David Leopold, Partner/Chair, Immigration Practice Group, Ulmer & Berne LLP and former President, American Immigration Lawyers Association, said, “Under the pretext of efficiency, A.G. Sessions is methodically converting the immigration courts into a deportation assembly line. By forcing arbitrary, unattainable quotas on judges, Sessions is all but directing the courts to throw out due process in favor of fast, easy, and unfair deportation orders. This is the obvious phase two of the Trump administration’s mass deportation agenda, which targets moms, dads, business owners, and other pillars of our community. To further the arsenal, Sessions has aimed his anti-immigrant extremism at detained immigrants, seeking now to deprive them of access to basic information about the immigration court system by defunding legal orientation programs. This leaves many unrepresented immigrants, detained within the legal labyrinth, completely isolated and without any hope of a fair hearing.”
Tom Jawetz, Vice President of Immigration Policy, Center for American Progress, said, “When backed into a corner, Trump always reverts to his favorite tactic: fear-mongering about immigrants. This past week, the President manufactured a fake crisis along our southern border for purely political purposes. Calling up the National Guard is an unnecessary and expensive publicity stunt. And coming off a period of withering criticism from his base about his failure to secure funding for more Border Patrol agents and construction of his ‘big, beautiful wall,’ this action is an end-run around Congress.”
Stephanie Teatro, Co-Executive Director, Tennessee Immigrant and Refugee Rights Coalition, said, “This is a humanitarian crisis. So far we’ve counted at least 160 children who have at least one parent that was arrested on April 5th, including 108 children who still have a parent detained. The fear and trauma that is caused by raids like this extend well beyond the families of those arrested. On Friday, the day after the raid, one county school district reported nearly 600 students were absent. After the workplace raid ensnared so many people from this small community, many parents are wondering if their workplace might be next and are making emergency plans for their children. Already we’ve helped 300 parents to execute powers of attorney, designating guardianship of approximately 700 children in the event that they are detained or deported. The level of fear and trauma in the wake of this raid cannot be overstated.”

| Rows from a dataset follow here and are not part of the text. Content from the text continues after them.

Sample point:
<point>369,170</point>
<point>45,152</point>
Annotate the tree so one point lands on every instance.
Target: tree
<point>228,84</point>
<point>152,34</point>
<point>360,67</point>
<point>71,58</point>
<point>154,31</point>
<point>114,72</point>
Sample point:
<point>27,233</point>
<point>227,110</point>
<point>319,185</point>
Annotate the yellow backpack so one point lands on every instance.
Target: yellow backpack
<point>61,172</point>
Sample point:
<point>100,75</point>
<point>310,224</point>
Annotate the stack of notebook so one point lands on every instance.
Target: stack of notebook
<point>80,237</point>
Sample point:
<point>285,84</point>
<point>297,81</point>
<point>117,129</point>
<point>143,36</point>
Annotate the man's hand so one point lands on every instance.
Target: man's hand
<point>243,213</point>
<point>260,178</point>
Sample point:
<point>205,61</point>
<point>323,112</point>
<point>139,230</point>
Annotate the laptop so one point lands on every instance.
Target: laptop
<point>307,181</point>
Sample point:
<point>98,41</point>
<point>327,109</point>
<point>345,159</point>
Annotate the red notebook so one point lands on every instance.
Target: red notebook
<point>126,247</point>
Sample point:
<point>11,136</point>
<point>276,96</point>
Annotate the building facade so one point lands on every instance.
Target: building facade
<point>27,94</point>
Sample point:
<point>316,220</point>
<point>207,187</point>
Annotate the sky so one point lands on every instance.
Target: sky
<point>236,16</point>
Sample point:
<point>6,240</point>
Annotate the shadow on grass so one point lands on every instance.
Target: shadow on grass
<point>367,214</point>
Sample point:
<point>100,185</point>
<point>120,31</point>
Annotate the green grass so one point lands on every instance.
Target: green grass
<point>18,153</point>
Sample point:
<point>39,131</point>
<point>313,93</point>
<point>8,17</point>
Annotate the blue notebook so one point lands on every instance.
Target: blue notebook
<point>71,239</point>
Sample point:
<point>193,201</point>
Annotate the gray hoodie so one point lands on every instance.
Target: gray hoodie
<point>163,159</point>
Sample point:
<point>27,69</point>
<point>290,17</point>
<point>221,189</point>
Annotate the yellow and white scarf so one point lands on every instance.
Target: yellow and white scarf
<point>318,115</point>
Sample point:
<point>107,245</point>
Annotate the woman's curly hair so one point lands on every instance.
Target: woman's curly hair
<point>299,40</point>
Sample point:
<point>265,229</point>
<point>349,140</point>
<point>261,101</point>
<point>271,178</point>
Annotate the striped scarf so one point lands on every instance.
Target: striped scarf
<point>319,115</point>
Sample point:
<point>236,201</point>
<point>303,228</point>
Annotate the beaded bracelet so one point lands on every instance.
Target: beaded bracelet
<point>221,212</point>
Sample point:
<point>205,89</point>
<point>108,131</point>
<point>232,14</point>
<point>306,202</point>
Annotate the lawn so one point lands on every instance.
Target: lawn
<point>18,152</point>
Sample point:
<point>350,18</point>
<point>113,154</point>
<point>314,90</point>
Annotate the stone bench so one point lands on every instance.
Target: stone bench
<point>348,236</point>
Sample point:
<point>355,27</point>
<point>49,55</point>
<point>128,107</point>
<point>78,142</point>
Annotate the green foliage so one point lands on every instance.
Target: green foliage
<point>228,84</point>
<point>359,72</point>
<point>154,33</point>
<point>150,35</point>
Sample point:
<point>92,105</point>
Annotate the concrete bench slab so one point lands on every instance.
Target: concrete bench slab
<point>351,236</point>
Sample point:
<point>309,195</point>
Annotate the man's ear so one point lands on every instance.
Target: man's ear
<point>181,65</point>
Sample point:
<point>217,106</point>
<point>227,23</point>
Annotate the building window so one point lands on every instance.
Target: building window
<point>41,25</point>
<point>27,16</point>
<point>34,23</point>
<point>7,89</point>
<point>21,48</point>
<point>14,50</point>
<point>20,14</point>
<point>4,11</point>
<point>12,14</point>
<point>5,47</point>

Heidi Altman, Director of Policy, National Immigrant Justice Center, said, “Within the past week, the administration has eliminated even the semblance of due process in the rapidly growing deportation system. Already, four out of every five immigrants in jail is not able to find a lawyer to help them defend against their deportation. By ending the legal orientation program, the attorney general is taking away the limited access to counsel that people have as they have seek legal protection while locked up in isolated immigration prisons. This is a significant step toward the administration’s goal of turning its immigration jails into black boxes where deportations happen swiftly and without witness.”